In rough water, you're still going to get cavitation, no matter how smooth the transition may be. The use of a 'top-loader' intake grate will also help performance in rough water. The top loader uses an extra blade that curves sharply upwards, to feed water to the top radius of the inside of the pump. The only drawback is that is is very open, and susceptible to ingesting weeds and trash.


----------



## gotmuddy (Feb 8, 2012)

I can weld(mig/tig/stick) and I am handy with fiberglass


----------



## PSG-1 (Feb 9, 2012)

gotmuddy said:


> I can weld(mig/tig/stick) and I am handy with fiberglass



And that's a big plus when doing a project like this, because it's going to involve a good bit of welding, fabricating, and designing. 

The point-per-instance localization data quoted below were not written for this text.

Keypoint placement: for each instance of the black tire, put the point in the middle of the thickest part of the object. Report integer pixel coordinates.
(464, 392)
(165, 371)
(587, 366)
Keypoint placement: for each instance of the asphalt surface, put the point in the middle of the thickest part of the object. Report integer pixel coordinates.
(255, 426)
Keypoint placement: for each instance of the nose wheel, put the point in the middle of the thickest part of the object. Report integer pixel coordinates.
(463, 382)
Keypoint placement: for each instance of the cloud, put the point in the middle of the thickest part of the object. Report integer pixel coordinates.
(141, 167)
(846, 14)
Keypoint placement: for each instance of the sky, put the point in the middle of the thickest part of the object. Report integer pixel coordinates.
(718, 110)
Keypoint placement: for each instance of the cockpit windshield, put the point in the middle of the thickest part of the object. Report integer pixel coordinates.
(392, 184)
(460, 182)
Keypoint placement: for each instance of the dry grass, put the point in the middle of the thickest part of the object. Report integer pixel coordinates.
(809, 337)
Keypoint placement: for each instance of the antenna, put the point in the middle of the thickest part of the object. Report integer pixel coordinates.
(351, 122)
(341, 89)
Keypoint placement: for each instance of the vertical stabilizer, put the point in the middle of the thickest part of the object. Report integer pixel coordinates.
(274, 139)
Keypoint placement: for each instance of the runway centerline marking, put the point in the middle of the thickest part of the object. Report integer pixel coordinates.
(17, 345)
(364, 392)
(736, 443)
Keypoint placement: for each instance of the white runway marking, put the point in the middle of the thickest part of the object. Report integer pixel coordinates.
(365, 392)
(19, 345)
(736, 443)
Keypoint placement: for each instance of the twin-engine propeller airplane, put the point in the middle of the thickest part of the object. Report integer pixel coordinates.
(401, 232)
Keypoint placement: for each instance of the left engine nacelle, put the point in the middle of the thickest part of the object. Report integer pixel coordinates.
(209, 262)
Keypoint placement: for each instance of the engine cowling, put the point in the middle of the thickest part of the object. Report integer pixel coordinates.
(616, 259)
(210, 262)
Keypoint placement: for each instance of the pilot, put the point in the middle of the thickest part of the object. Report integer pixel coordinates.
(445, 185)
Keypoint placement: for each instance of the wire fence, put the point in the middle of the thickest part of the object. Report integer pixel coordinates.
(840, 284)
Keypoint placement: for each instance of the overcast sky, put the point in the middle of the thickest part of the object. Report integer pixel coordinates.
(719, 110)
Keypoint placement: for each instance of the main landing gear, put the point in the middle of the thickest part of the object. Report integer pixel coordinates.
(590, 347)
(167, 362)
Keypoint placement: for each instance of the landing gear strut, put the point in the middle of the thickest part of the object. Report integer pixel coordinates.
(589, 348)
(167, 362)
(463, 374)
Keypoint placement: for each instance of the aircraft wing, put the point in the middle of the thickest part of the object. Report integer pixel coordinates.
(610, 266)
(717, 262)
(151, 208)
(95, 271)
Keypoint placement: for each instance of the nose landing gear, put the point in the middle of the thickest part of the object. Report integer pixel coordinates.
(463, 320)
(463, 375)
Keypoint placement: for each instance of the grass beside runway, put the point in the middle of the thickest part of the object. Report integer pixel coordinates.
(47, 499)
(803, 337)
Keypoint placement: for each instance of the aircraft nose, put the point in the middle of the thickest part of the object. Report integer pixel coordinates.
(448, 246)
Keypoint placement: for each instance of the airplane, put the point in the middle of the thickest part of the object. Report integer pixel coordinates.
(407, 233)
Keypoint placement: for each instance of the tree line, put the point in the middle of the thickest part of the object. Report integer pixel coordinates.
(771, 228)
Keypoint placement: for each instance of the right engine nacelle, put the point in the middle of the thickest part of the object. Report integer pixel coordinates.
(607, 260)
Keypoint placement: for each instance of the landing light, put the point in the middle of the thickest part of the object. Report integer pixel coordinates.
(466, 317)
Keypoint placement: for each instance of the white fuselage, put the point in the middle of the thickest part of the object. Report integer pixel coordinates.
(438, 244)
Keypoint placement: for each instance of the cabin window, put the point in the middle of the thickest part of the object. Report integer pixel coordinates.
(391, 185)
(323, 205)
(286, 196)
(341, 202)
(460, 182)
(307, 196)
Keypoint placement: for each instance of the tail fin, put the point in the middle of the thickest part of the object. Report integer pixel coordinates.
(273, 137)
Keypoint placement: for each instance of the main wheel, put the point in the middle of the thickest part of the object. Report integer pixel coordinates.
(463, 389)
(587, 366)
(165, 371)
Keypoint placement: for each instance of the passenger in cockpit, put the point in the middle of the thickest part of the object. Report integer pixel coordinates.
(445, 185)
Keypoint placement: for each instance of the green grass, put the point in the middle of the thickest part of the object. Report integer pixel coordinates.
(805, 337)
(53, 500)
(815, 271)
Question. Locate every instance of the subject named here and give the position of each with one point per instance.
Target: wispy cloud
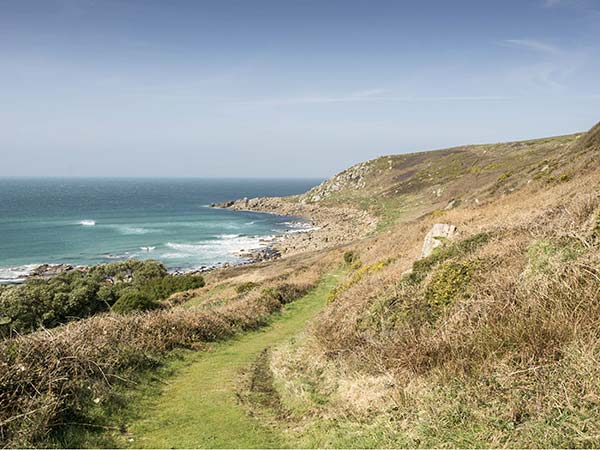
(533, 45)
(552, 3)
(372, 95)
(551, 69)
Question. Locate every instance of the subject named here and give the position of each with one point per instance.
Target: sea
(85, 221)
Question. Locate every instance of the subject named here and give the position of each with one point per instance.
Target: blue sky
(283, 87)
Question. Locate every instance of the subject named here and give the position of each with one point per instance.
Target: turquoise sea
(91, 221)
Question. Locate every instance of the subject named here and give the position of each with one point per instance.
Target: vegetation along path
(199, 406)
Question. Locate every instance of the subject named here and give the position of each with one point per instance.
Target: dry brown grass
(511, 361)
(50, 378)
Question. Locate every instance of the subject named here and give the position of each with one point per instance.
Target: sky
(283, 88)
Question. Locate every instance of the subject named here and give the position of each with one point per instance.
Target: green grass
(199, 407)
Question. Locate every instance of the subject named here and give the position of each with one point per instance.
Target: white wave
(128, 229)
(15, 275)
(302, 230)
(227, 246)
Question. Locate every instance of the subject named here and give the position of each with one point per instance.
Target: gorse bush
(74, 295)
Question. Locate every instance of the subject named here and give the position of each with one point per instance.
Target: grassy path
(199, 408)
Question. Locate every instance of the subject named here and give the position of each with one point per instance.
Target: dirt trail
(199, 407)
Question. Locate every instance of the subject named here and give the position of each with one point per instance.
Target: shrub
(48, 378)
(350, 257)
(423, 266)
(74, 295)
(246, 287)
(447, 284)
(133, 301)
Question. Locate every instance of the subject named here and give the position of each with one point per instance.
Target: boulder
(436, 236)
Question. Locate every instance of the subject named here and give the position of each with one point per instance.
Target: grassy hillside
(493, 340)
(404, 187)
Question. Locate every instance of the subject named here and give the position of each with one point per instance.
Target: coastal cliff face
(331, 226)
(469, 317)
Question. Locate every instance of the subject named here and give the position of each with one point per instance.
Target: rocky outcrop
(330, 226)
(350, 179)
(436, 237)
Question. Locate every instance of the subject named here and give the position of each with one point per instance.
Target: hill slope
(492, 340)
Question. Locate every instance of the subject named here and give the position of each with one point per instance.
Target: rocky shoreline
(324, 227)
(329, 226)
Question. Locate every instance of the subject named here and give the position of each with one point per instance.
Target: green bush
(132, 301)
(423, 266)
(447, 284)
(350, 257)
(74, 295)
(245, 287)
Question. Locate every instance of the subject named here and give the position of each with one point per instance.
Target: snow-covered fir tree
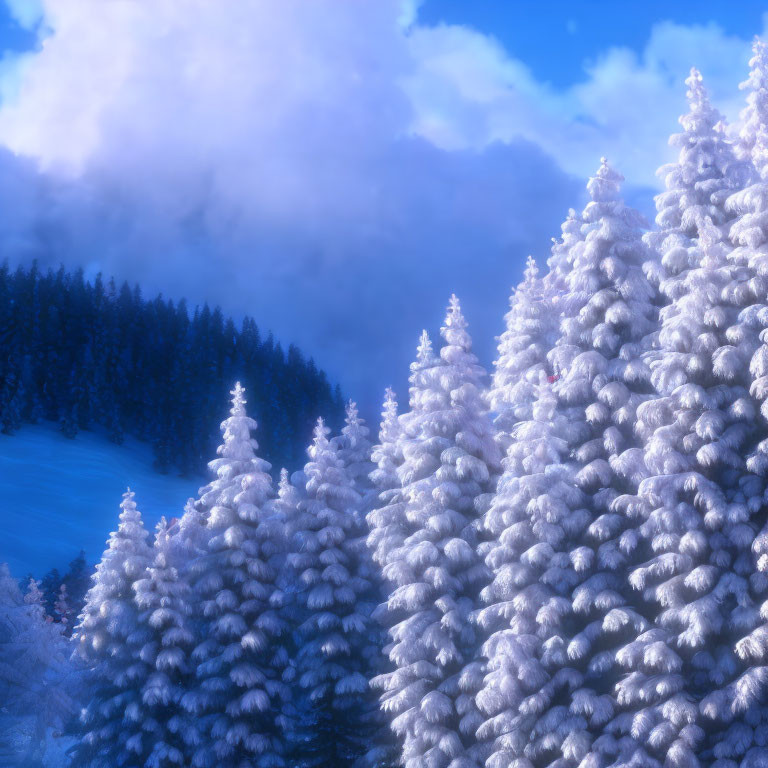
(737, 718)
(385, 521)
(336, 719)
(561, 259)
(537, 506)
(61, 607)
(558, 605)
(450, 460)
(354, 448)
(165, 599)
(238, 697)
(696, 432)
(109, 638)
(36, 681)
(531, 325)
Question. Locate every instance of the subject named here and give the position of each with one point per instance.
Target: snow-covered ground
(58, 496)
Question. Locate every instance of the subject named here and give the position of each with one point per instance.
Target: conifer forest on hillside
(559, 563)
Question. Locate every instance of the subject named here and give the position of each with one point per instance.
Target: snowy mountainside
(60, 496)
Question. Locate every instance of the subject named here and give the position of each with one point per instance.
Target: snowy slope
(58, 496)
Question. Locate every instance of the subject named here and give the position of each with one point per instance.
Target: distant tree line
(87, 354)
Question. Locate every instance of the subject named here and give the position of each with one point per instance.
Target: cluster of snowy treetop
(94, 355)
(564, 566)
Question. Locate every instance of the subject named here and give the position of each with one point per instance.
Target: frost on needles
(562, 566)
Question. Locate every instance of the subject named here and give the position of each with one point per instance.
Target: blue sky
(338, 169)
(556, 37)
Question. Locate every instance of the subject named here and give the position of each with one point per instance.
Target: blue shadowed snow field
(58, 496)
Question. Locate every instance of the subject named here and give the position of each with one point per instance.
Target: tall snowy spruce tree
(336, 719)
(739, 705)
(698, 493)
(109, 638)
(558, 606)
(165, 600)
(386, 522)
(450, 461)
(238, 697)
(354, 449)
(36, 682)
(531, 326)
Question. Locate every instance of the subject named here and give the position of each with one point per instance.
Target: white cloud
(469, 92)
(331, 160)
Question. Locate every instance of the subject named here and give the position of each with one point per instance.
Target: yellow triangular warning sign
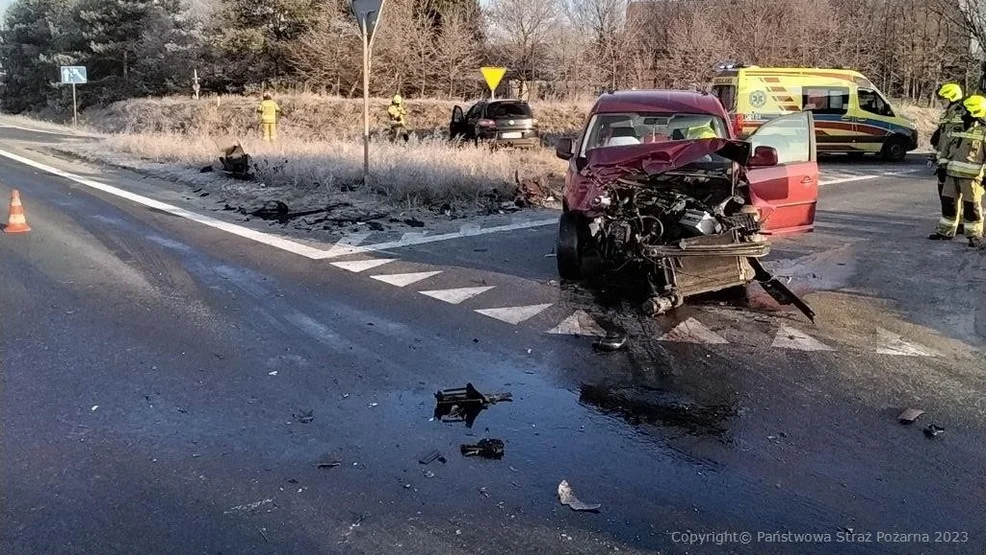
(493, 75)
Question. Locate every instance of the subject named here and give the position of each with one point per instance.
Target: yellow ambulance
(851, 115)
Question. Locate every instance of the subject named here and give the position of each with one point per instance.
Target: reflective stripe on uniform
(965, 135)
(965, 169)
(973, 229)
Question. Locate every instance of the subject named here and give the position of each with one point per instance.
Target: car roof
(659, 101)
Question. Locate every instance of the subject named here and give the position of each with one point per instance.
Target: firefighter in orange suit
(269, 112)
(964, 174)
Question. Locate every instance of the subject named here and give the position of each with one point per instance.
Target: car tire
(568, 253)
(895, 149)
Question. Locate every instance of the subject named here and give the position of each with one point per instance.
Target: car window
(825, 100)
(474, 111)
(622, 129)
(871, 101)
(508, 110)
(790, 136)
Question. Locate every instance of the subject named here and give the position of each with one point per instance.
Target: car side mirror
(563, 149)
(763, 157)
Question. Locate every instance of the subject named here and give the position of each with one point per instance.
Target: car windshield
(508, 110)
(633, 128)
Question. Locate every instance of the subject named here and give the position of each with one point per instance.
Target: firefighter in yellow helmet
(269, 111)
(966, 155)
(397, 114)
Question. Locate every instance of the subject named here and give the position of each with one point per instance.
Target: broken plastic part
(611, 342)
(778, 290)
(465, 404)
(567, 497)
(430, 457)
(909, 416)
(486, 448)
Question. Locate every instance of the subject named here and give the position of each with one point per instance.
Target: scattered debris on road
(328, 462)
(567, 497)
(611, 342)
(431, 457)
(909, 416)
(304, 416)
(486, 448)
(248, 507)
(465, 404)
(236, 162)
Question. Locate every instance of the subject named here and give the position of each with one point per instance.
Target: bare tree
(456, 51)
(521, 29)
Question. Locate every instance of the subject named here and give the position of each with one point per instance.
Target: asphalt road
(156, 374)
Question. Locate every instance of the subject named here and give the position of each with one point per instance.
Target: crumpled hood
(650, 159)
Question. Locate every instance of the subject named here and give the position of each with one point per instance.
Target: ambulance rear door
(832, 109)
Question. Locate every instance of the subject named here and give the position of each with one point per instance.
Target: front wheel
(895, 149)
(568, 252)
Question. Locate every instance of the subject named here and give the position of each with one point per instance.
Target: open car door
(455, 125)
(786, 194)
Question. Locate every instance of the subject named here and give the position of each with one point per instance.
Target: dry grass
(305, 174)
(319, 154)
(306, 116)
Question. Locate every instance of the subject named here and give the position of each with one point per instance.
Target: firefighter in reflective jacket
(269, 110)
(966, 154)
(397, 114)
(949, 121)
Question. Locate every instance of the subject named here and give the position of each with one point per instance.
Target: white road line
(456, 296)
(692, 331)
(410, 239)
(239, 231)
(790, 338)
(579, 323)
(66, 133)
(889, 343)
(362, 265)
(351, 240)
(403, 280)
(514, 314)
(851, 179)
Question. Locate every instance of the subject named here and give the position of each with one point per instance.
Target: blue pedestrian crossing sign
(74, 75)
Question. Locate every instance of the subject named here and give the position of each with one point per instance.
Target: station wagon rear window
(508, 110)
(726, 95)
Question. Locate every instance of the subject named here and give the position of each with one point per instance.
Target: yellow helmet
(976, 106)
(951, 92)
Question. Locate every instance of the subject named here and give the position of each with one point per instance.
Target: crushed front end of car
(674, 216)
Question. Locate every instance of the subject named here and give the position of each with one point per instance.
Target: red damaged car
(660, 186)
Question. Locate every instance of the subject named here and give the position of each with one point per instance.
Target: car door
(455, 125)
(472, 120)
(786, 194)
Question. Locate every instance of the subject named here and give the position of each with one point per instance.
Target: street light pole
(366, 100)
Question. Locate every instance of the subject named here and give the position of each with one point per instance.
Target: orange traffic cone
(17, 222)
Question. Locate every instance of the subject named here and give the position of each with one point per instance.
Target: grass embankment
(319, 152)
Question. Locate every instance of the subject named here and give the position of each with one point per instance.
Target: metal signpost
(74, 75)
(493, 75)
(367, 14)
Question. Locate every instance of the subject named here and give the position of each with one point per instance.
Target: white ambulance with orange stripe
(851, 115)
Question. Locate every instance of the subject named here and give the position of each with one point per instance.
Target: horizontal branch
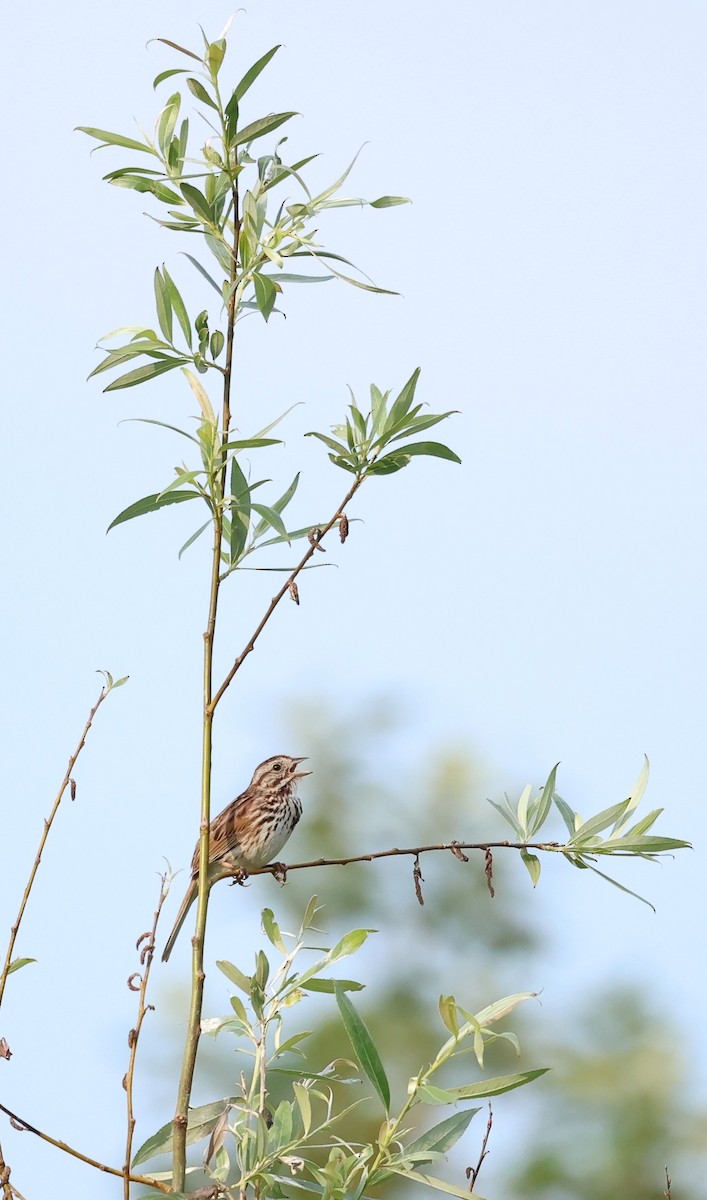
(24, 1126)
(287, 587)
(455, 847)
(48, 823)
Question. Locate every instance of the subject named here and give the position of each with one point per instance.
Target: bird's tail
(191, 895)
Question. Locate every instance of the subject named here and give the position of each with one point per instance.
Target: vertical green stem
(198, 975)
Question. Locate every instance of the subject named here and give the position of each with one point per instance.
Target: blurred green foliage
(615, 1108)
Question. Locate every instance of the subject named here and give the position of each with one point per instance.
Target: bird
(250, 831)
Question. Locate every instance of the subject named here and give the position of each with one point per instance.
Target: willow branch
(48, 823)
(147, 955)
(76, 1153)
(286, 587)
(455, 847)
(473, 1171)
(198, 975)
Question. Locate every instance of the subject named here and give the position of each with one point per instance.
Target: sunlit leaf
(114, 139)
(389, 202)
(235, 975)
(533, 864)
(252, 73)
(151, 504)
(201, 1122)
(18, 964)
(141, 375)
(261, 127)
(364, 1048)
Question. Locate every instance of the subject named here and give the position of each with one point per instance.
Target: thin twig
(21, 1123)
(454, 846)
(285, 589)
(48, 823)
(7, 1189)
(473, 1171)
(198, 975)
(147, 955)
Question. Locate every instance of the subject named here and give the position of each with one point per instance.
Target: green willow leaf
(388, 202)
(330, 985)
(533, 864)
(163, 305)
(141, 375)
(198, 90)
(273, 519)
(203, 271)
(167, 75)
(201, 1123)
(240, 511)
(252, 73)
(198, 202)
(114, 139)
(178, 306)
(364, 1048)
(265, 294)
(18, 964)
(441, 1138)
(191, 540)
(151, 504)
(261, 127)
(235, 975)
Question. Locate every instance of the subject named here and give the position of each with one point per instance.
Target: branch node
(489, 870)
(417, 880)
(315, 537)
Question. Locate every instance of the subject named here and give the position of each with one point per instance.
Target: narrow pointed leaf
(273, 519)
(18, 964)
(151, 504)
(191, 540)
(203, 271)
(167, 75)
(364, 1048)
(388, 202)
(163, 305)
(441, 1138)
(252, 73)
(198, 90)
(178, 306)
(201, 1122)
(261, 127)
(141, 375)
(436, 449)
(533, 864)
(114, 139)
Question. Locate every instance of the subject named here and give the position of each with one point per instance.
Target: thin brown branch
(48, 823)
(147, 955)
(7, 1189)
(473, 1171)
(285, 591)
(413, 851)
(21, 1123)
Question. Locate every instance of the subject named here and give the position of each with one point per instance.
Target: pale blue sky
(546, 601)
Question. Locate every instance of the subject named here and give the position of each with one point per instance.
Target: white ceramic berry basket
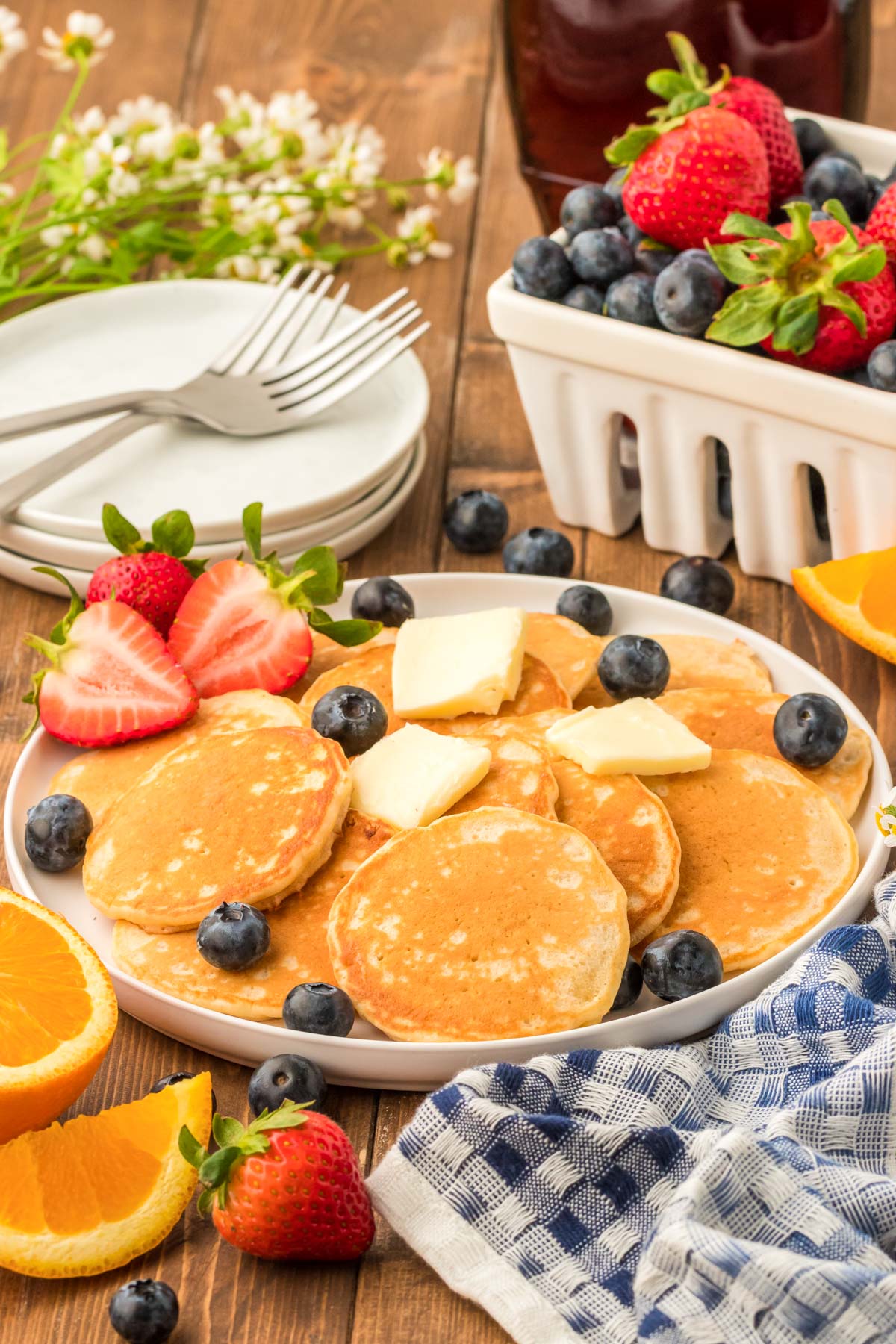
(579, 376)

If you run into any difficulty, I'll be glad to impart whatever advice or insight that I can, as I have done this not once, but twice....the first time with the TS900 and 1000 engines, and then this past year with a 4 stroke. In other words, I know just about every quirk and idiosyncrasy involved in a project such as this.


----------



## gotmuddy (Feb 10, 2012)

I have access to a miller spoolgun and soon hope to own my own TIG welder. since my shop isnt heated I am going to wait until it warms up some before doing anything.


----------



## PSG-1 (Feb 10, 2012)

If you have a spoolgun, then, you've got it made. Much faster than TIG, and a more reliable wire feed system with aluminum than using a typical MIG.

Remember to use ER5356 wire, not 4043, as 5000 series filler wire is used for marine applications, 4043 is more susceptible to corrosion. 5356 has a lot more spatter and smoke than 4043, but again, it's rated for marine applications, and it's more forgiving of minor contaminants in the base metal.


----------



## Ride_Klein (Mar 6, 2012)

I went the fiberglass insert route on my project and had some problems with cavitation at the beginning, but it was easily solved by smoothing out my intake tunnel with a little bit of Bondo-Glass, and replacing an impeller that was out of spec. 

https://www.tinboats.net/forum/viewtopic.php?f=21&t=22354

Happy to help, but as I've said in other threads both PSG and Rancherro are the experts for sure.

RK


----------